Now assume that for each \(i<k\), we need to use \(2^{i-1}\) copies of the clause \(\left( x_i \vee \lnot x_{i+1} \vee \ldots \vee \lnot x_n\right) \). Each of these clauses uses the literal \(\lnot x_k\), as does the clause \(\left( \lnot x_1 \vee \lnot x_2 \vee \ldots \vee \lnot x_n\right) \). Thus, we need a total of \(1 + \sum _{i=1}^{k-1} 2^{i-1} = 2^{k-1}\) copies of the clause \((x_k)\) to cancel every instance of \(\lnot x_k\). The only clause with the literal \(x_k\) is the clause \(\left( x_k \vee \lnot x_{k+1} \vee \ldots \vee \lnot x_n\right) \). Thus, we need to use \(2^{k-1}\) copies of this clause, as desired.

This means that we need a total of \(2^{n-1}\) copies of the clause \((x_n)\). Thus, the copy complexity of this formula is \(2^{n-1}\) with respect to unit resolution.    \(\square \)

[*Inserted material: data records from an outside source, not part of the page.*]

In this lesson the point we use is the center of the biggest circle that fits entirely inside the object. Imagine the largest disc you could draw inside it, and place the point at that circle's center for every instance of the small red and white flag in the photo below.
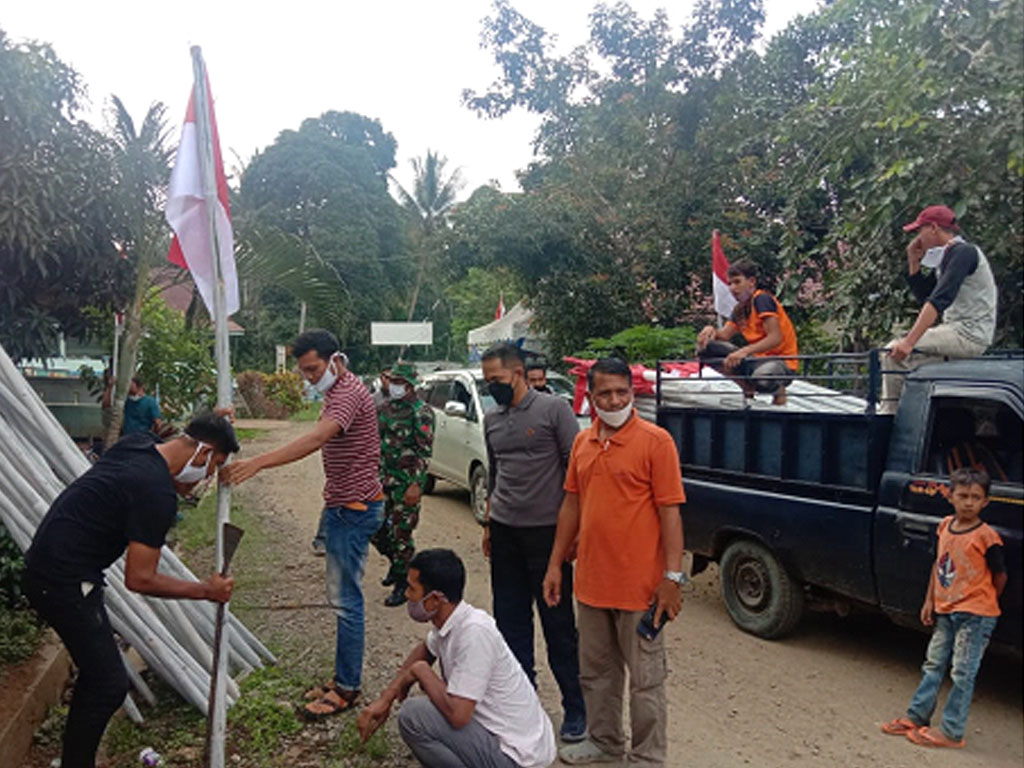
(185, 212)
(725, 302)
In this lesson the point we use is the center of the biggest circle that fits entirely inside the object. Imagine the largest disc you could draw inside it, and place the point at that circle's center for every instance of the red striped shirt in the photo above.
(351, 458)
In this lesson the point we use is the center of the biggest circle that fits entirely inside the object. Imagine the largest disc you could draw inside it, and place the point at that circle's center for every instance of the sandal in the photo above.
(899, 727)
(332, 702)
(926, 736)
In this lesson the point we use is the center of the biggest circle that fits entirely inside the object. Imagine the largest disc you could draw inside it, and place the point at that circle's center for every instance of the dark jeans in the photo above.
(518, 561)
(102, 683)
(766, 376)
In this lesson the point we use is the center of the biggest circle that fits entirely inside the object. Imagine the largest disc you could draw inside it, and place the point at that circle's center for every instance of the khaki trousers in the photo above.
(936, 344)
(608, 646)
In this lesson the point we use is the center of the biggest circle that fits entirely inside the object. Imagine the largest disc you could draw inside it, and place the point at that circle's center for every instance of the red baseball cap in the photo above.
(940, 215)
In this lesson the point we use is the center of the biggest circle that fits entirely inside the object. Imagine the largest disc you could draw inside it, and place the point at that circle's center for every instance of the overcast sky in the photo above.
(402, 61)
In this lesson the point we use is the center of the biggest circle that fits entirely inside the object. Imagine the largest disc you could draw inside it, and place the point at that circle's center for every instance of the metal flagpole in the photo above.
(218, 720)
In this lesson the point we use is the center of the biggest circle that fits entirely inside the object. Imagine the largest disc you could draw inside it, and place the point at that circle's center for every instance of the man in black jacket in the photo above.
(127, 500)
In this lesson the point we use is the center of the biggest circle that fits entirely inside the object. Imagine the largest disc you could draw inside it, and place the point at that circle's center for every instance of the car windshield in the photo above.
(486, 401)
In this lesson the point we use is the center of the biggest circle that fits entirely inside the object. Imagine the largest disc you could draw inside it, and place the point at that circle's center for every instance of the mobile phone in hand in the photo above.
(646, 628)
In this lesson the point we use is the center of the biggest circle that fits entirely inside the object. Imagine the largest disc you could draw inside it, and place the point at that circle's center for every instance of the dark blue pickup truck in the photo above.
(836, 510)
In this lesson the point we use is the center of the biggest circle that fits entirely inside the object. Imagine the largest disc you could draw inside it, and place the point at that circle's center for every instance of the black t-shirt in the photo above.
(127, 496)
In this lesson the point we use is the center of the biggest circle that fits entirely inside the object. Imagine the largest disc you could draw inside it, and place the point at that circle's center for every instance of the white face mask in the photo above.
(614, 419)
(933, 257)
(328, 379)
(190, 473)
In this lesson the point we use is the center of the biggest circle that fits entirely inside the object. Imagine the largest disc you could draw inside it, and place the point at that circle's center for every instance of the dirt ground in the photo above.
(813, 699)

From these two results, it is easy to see that the copy complexity of Horn formulas with respect to read-once unit resolution refutation is \(2^{n-1}\).

6 Conclusion

In this paper, we studied two proof systems, viz., Read-once resolution (ROR) and Unit read-once resolution (UROR) from the perspective of Horn clause systems. Our work is motivated by two important factors, viz., the ubiquitousness of the resolution proof system in SMT solvers and the wide applicability of Horn formulas. As discussed before, the ROR and UROR proof systems are incomplete for general CNF formualas, although ROR is complete for Horn formulas. Note that if an unsatisfiable formula has a read-once refutation or unit read-once refutation, then this refutation is necessarily short. This is in contrast to general resolution proofs, which could be exponentially large with respect to input size. Our investigations established that the problem of checking whether a Horn clause system has a read-once refutation of length at most k is NP-hard. We also showed that the problem of finding a UROR for 2-Horn formulas is in P. Finally, we discussed the copy complexity of Horn formulas with respect to unit resolution and obtained an exponential lower bound.